Teraz przesiadlem sie na Coyori i musze powiedziec ze laska ma naprawde wielki potencjal> nie tak latwa w prowadzeniu jak Usr ale za to dajaca o wiele wieksza satysfakcje. No i o wiele bardziej w jeje przypadku mozna pokombinowac. Niby ma jeden glowny specjal, ale za to ma od cholery jego wariacji i na dobra sprawe przeciwnik nigdy nie wiem co pojdzie nastepne.

Ta gra ma jeszcze dwa swietne osiagniecia, pierwsze to Perfect Hero, ten achievement to prawdziwy hardcore.

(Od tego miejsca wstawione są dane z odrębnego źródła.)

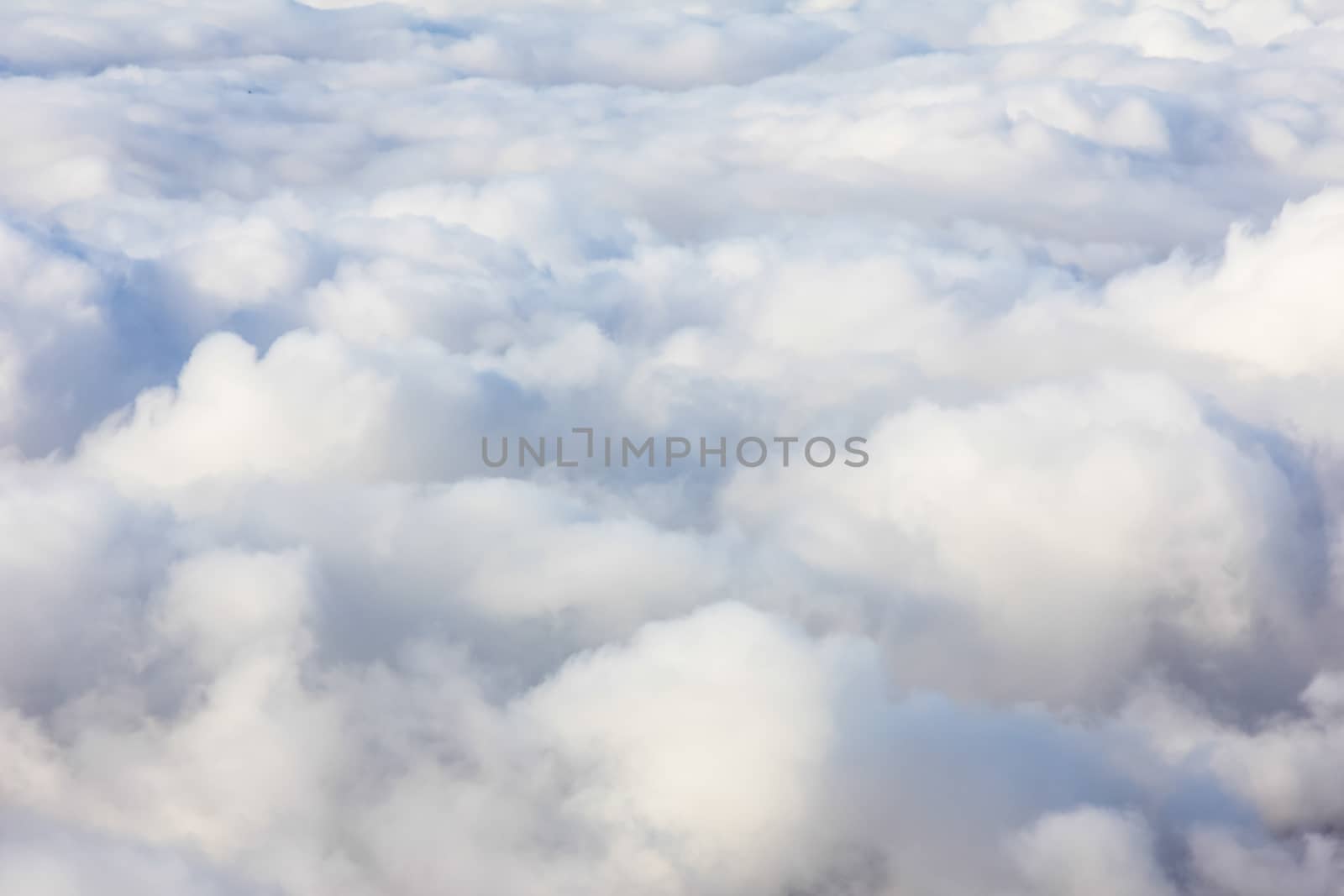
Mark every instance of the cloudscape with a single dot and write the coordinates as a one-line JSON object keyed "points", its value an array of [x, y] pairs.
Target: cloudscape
{"points": [[924, 429]]}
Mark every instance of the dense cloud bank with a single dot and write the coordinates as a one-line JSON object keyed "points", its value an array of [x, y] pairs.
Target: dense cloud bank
{"points": [[269, 271]]}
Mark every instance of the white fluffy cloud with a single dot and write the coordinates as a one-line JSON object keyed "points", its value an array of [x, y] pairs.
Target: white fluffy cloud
{"points": [[270, 270]]}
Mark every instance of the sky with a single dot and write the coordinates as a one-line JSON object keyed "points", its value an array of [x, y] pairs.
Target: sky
{"points": [[270, 271]]}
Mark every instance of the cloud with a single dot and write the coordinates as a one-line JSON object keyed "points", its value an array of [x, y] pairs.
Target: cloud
{"points": [[269, 271]]}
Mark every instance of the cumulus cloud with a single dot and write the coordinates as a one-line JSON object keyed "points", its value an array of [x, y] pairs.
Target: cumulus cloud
{"points": [[270, 270]]}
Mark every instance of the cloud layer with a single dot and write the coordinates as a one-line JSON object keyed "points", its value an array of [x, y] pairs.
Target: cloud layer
{"points": [[269, 271]]}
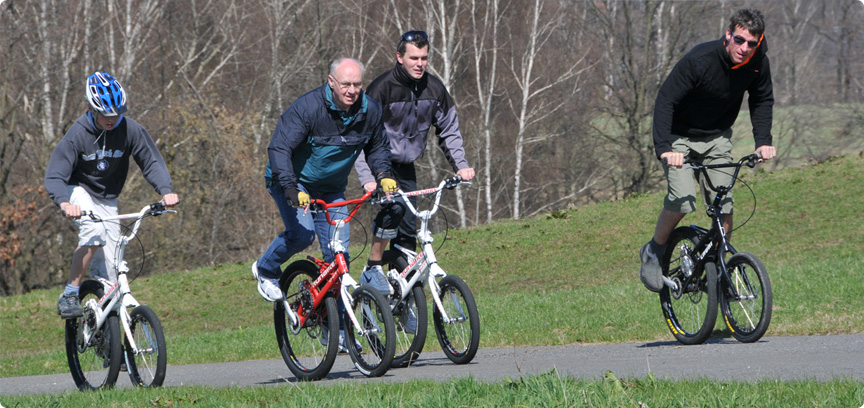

Polega on na tym, ze musimy pokonac ostatnia faze Deathbringera majac na nim perfect, musimy skontrowac (Gachi) wszystkie uderzenia jego specjala (22) i to wszystko zrobic na poziomie very hard. naprawde ten achievement jest masakryczny do zdobycia, nie jest nie mozliwy, ale naprawde testuje ludzka cierpliwosc.

Drugi to Finishing Blow, ten polega na tym, ze musimy pokonac ostatnia faze Deathbringera bez uzywania Heat Up, a jak wiadomo osobom, ktore w to graly, bez heat up robimy kolesiowi takie male obrazenia ze masakra, a typ ma cos kolo 30000Hp, o ile dobrze pamietam.